The Honorable Donald H. Rumsfeld
Secretary of Defense
The Pentagon
Washington, D.C. 20301
Dear Secretary Rumsfeld:
The Committee to Protect Journalists (CPJ) is writing to express concern about the reported detention without charge of Sami Muhieddine Muhammad al-Haj, a 33-year-old assistant cameraman for the Qatar-based satellite television network Al-Jazeera.
According to information provided to CPJ by Al-Jazeera, al-Haj, a Sudanese national, is among the several hundred detainees in U.S. custody at Camp X-ray in Guantanamo Bay naval base, Cuba.
Al-Jazeera learned of al-Haj’s detention–first at a U.S. detention camp in Afghanistan and later at Camp X-ray–from letters he sent to the station and to his wife in care of Al-Jazeera that were received beginning in April 2002. His letters identify him as detainee #JJJSDE.
According to Al-Jazeera, al-Haj was detained by Pakistani forces on December 15, 2001, after he and an Al-Jazeera reporter attempted to re-enter southern Afghanistan at the Chaman border crossing in Pakistan, station officials said.

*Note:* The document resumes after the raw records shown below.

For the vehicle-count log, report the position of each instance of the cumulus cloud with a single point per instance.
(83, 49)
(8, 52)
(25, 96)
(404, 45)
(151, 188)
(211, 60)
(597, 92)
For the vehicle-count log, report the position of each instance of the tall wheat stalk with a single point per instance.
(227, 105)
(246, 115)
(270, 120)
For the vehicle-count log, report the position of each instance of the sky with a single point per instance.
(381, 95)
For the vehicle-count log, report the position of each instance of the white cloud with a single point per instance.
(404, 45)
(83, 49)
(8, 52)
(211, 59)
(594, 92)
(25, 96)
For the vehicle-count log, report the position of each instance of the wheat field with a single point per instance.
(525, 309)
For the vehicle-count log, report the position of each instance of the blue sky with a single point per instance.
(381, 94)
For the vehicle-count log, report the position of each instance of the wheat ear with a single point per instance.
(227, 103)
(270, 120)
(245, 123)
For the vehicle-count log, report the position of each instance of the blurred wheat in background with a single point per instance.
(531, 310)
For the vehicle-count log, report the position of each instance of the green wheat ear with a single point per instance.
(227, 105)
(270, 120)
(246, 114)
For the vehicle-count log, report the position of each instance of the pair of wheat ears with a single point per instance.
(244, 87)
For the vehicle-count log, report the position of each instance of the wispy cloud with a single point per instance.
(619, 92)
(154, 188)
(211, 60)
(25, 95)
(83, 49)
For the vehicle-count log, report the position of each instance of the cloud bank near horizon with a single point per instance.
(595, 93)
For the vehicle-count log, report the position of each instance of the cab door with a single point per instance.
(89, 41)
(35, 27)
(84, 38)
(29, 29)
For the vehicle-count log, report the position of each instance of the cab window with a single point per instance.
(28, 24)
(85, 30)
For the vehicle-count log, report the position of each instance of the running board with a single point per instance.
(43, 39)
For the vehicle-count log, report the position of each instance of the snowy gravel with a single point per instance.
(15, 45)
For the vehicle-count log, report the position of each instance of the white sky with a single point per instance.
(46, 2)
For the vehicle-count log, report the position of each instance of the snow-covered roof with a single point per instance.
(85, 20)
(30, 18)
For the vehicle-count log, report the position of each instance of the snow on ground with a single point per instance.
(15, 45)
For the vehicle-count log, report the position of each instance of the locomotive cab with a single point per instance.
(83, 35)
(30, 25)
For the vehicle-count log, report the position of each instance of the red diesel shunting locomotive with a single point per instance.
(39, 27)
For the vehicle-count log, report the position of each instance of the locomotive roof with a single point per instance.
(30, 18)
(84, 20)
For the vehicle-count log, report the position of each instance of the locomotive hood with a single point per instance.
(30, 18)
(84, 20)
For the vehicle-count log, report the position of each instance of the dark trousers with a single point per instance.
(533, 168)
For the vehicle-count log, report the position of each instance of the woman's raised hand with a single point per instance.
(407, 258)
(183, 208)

The reporter who was with al-Haj at the border told CPJ that the cameraman was stopped there by order of Pakistani intelligence. According to the reporter, a Pakistani intelligence official said that there was a problem with al-Haj’s passport.
While CPJ is continuing to investigate the circumstances of al-Haj’s detention, we fear that he may be wrongly detained. Citing the letters it received from al-Haj, Al-Jazeera has expressed concern that his detention may be the result of mistaken identity. In a press release issued last week, Al-Jazeera said that after contacting the Sudanese Ministry of Foreign Affairs, it learned that al-Haj “had reported his passport missing in 2000, there [sic] making it reasonably possible that it was the subject of misuse by persons other than Mr. Al-Haj himself.”
The network has said that American government officials have failed to respond to written requests to the U.S. embassy in Doha for details about al-Haj’s detention.
As a nonpartisan organization of journalists dedicated to the defense of our colleagues worldwide, CPJ is extremely concerned about al-Haj. We urgently request that you clarify the details of his detention and, if in fact U.S. forces have detained him, make public the basis upon which he is being held.
Thank you for your attention to this important matter. We look forward to your prompt reply.